Sharp patterns of positive solutions for some weighted semilinear elliptic problems

This paper deals with the semilinear elliptic problem $$\begin{aligned} {\left\{ \begin{array}{ll} -\Delta u = \lambda m(x)u-[a(x)+\varepsilon b(x)]u^p &{}\text { in } \Omega ,\\ Bu=0 &{}\text { on } \partial \Omega , \end{array}\right. } \end{aligned}$$ where $$p>1$$ , $$\lambda >0$$ , $$m,a,b\in C({\bar{\Omega }})$$ , with $$a \gneq 0$$ , $$b\gneq 0$$ , $$\Omega $$ is a bounded $$C^{2}$$ domain of $${\mathbb {R}}^N$$ ( $$N\ge 1$$ ), B is a general classical mixed boundary operator, and $$\varepsilon \ge 0$$ . Thus, a(x) and b(x) can vanish on some subdomain of $$\Omega $$ and the weight function m(x) can change sign in $$\Omega $$ . Through this paper we are always considering classical solutions.

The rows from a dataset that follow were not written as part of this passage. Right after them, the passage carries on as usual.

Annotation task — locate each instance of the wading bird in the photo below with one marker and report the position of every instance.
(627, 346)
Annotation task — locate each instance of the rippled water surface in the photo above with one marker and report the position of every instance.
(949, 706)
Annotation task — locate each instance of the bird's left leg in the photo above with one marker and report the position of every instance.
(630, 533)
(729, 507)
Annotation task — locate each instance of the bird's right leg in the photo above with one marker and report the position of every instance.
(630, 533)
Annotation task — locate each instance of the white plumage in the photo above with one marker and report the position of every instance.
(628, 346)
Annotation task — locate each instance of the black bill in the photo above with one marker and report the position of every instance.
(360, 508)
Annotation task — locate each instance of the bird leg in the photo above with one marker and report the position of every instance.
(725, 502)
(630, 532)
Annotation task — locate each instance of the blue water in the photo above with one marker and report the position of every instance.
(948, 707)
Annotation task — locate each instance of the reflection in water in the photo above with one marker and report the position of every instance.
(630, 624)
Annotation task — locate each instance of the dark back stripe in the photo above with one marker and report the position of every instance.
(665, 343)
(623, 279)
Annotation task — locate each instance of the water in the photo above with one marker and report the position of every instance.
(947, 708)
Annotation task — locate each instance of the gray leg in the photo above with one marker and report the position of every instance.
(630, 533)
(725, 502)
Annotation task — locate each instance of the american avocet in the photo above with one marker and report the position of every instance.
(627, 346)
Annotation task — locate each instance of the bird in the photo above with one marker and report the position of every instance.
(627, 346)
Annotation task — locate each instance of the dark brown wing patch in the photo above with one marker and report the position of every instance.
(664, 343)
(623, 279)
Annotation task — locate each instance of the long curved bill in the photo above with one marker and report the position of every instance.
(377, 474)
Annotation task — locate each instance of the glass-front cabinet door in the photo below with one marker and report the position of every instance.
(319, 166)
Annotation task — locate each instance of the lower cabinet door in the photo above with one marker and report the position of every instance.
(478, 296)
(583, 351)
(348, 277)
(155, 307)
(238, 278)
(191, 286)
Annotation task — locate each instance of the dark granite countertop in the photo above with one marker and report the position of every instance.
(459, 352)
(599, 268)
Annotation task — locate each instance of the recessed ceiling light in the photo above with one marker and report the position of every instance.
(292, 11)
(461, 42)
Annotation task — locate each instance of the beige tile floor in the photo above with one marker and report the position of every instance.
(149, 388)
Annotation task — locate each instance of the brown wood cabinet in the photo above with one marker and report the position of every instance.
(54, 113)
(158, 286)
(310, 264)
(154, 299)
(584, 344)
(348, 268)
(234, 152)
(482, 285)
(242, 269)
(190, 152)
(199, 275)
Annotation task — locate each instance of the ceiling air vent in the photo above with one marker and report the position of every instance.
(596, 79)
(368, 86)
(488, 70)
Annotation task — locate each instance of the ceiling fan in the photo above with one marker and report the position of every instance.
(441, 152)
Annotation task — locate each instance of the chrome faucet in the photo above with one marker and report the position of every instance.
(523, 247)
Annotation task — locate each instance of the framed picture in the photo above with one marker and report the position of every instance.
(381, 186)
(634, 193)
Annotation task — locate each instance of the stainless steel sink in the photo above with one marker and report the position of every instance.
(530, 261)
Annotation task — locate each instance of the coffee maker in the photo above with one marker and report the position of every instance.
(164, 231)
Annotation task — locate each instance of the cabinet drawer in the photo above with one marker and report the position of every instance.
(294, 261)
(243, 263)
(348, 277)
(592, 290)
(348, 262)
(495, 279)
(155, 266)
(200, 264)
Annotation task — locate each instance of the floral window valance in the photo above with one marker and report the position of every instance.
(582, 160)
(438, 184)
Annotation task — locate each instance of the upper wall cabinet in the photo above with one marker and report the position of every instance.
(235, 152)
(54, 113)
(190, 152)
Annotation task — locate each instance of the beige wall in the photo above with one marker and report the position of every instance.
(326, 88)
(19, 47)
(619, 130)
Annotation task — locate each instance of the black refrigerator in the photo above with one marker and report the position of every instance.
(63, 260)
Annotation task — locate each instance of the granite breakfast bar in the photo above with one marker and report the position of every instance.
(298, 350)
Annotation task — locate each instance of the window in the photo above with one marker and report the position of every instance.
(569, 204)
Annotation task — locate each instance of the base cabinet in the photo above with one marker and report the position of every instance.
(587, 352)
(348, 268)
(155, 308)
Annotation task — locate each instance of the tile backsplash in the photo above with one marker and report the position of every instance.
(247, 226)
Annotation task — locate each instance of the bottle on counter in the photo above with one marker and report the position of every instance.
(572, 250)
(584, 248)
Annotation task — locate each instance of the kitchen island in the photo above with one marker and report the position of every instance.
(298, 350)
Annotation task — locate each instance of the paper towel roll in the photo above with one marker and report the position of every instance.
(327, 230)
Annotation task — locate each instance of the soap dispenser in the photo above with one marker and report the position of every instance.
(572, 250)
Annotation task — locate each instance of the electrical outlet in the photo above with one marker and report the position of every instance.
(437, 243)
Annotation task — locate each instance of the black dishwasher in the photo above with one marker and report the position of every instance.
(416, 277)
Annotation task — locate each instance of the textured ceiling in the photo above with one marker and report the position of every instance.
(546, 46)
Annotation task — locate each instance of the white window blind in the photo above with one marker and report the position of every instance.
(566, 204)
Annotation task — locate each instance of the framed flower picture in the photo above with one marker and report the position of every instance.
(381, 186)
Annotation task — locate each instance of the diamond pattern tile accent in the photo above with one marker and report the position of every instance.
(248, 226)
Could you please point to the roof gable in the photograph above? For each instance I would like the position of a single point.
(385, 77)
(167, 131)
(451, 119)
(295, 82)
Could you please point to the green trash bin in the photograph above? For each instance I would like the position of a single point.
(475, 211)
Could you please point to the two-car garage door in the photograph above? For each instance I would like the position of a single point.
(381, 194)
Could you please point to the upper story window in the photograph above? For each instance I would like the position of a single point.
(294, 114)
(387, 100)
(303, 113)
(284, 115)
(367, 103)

First, we characterize the existence of positive solutions of this problem in the special case when $$\varepsilon =0$$ . Then, we investigate the sharp patterns of the positive solutions when $$\varepsilon \downarrow 0$$ and $$\varepsilon \uparrow \infty $$ . Our study reveals how the existence of sharp profiles is determined by the behavior of b(x).